Recently, I had a delicious gossipy lunch with a well-placed mole. Mole put forward an interesting theory about UK banking: "In the old days," he intoned, "banks and investment banks were seen as wealth creators and a force for good. For every pound earned by a slick banker, four pounds would be spent in Porsche showrooms, London restaurants and poodle parlours. Now banks are seen as a force for evil."
Mole paused, licked his lips judiciously and continued: "I believe the UK authorities would welcome the departure of some of the big British banks which are still too big to fail and frankly a pain in the neck. The animosity towards Bob Diamond is extreme: he is viewed as epitomizing the arrogance of the industry, showing little remorse or responsibility for the death spiral of 2008. The UK authorities would not be sorry to see Barclays headquartered in the US. They are also prepared to lose Standard Chartered. That leaves HSBC, Lloyds and RBS, which makes the banking sector a more manageable part of the UK economy in terms of assets to national GDP. HSBC is unlikely to move its headquarters. Stuart Gulliver is smart and long term he recognizes that there’s limited upside to being regulated by the Chinese communist party." Mole is ferociously bright. I will be interested to see how things play out in the next few years.

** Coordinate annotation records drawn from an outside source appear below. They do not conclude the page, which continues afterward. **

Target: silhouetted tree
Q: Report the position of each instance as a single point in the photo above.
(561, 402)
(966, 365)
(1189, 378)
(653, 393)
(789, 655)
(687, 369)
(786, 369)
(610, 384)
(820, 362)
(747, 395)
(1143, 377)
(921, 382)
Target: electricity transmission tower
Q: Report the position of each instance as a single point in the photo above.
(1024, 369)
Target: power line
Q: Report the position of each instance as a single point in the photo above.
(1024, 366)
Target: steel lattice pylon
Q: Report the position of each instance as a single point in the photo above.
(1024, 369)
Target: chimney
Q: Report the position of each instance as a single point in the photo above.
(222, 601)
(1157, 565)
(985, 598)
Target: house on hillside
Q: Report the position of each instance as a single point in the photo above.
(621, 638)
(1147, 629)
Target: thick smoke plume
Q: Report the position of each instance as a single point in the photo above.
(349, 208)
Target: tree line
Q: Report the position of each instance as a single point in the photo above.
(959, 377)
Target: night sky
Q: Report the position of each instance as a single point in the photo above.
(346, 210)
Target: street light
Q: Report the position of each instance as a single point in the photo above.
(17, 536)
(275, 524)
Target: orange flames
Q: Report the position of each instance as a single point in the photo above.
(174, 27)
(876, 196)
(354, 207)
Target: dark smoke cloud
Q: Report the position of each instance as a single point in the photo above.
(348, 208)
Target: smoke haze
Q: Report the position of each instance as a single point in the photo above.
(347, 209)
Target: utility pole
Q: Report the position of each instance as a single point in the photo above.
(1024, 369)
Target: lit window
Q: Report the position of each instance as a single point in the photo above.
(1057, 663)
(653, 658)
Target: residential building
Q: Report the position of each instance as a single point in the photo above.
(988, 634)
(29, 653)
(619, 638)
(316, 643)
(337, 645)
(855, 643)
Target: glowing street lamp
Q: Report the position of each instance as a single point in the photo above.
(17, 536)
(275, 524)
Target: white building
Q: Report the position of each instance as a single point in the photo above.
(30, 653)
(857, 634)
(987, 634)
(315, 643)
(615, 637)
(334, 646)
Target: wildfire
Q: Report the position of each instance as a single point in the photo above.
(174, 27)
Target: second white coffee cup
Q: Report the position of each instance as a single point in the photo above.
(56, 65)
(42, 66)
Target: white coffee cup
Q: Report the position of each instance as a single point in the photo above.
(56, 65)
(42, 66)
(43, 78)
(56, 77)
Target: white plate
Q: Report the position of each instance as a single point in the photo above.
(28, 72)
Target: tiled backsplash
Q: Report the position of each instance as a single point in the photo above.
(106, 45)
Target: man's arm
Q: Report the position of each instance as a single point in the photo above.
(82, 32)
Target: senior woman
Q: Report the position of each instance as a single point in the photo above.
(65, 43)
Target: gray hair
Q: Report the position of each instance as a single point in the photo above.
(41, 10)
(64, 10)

Gloom prevailed at the annual IMF/World Bank meetings in Washington according to my sources. Senior bankers have now come round to the Abigail-with-attitude view, expressed in my July column, that frosty times lie ahead and the authorities do not have many weapons of mass optimism left.
And a number of senior bankers have also been telling me that they now agree with my pessimistic assessment of Nomura. Since 2008, I have criticized Nomura for its bloated cost base arising from the acquisition of the Lehman Brother’s Asian and European operations.
Money has been poured down a bottomless pit and vainglorious strategies for global dominance proffered. I exaggerate slightly but Nomura’s desire to expand its equities business in the US and compete in that market strikes me as foolhardy. If analysts expect the top investment bank, Goldman Sachs, to make a third-quarter loss, I shudder to think what Nomura’s numbers will look like.
An impeccable source told me: "Nomura has to fire Jesse Bhattal (the current head of wholesale and deputy president of the firm who used to be Lehman’s chief executive in Asia) and bring in someone who is unemotional about the past and prepared to make drastic cuts. They need to get out of all wholesale businesses that are not profitable and shrink back to areas that build on their core expertise as Japan’s leading brokerage firm." Source is correct and after wasting billions of dollars of shareholder’s money, Nomura should swallow hard and follow his suggestions.
The banking industry is not enjoying an Arab spring or indeed any type of spring. In fact it is in a distinctly autumnal phase. This was underlined for me by two nuggets. First the talented Amir Hoveyda, who was a former EMEA head of debt capital markets at Merrill Lynch, has resurfaced as a managing principal at StormHarbour, a 200-person independent financial advisory boutique.
The fact that Amir has not come back to a big job in a big firm might be a matter of personal choice but it also shows me that the industry is contracting. There are not a lot of plum jobs to go around, especially if you’ve been off the carousel for a while.
In a similar vein, a source told me that when a graduate turned up for his entry-level job at the asset management arm of one of the biggest US banks this September, graduate trainee was promptly made redundant on the grounds that times were tough. "Poor little thing," source sighed. "He’s been scarred for life and of course his prospects of finding another banking job now are non-existent."